4) Every business that have your credentials and proof of imminent contract can request a schufa score if you placed a  clearance checkmark in contract, to secure themselves and be sure that you are a model payer.

5)  Even the number of Schufa requests in a short time period lowers your score over time,  so rather request it yourself- you are entitled to a free disclosure on the first time that contains your score. Schufa however formally “prohibits” you from sharing that, because they also want to know who is asking questions about you and persist that forever. A credit scoring report for 29,95€ contains a list of all business that reported you in your lifetime on this planet for some reason.
6 ) next time you sign any contract, even registering with an online business with account details or borrow money from any bank, don’t forget that likely all of that is shared and remembered for “all” future businesses where you have financial dealings later in life.

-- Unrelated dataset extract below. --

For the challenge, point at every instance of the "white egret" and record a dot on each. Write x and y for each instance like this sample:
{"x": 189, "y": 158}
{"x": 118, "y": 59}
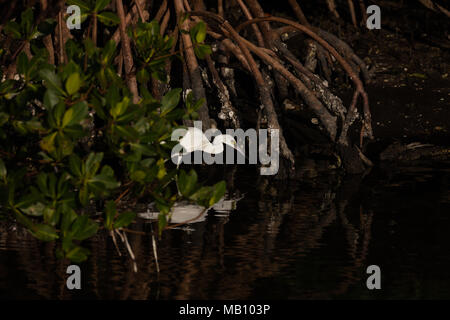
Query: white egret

7 ) government regulation (§ 15 DS-GVO) have tried to mitigate personal individual fates by allowing certain entries to be removed if you can proof “repayment” but only if it was below 2K€. Outside EU there is none such mitigation. There is also a movement in Germany to get transparency called openSCHUFA to try to reverse engineer the logic by having people all share their scores to the platform, but it is Sisyphus task, since the algorithm is modified constantly also using AI and a trade secret, all data sources is not the report ( ie Schufa is buying Your Facebook, Instagram, Whatsapp, Twitter profile scores already a decade ago). And that, that is why Schufa is trusted : because of its high profile accuracy… good luck now on maintaining a good and clean score, keeping good online relations (by unfriending & blocking) and avoiding “hitwords” that reflect bad on your social intelligence. GDPR provides a right to privacy and the right to have some things forgotten, but it still does not apply to your financial paper trail, to date.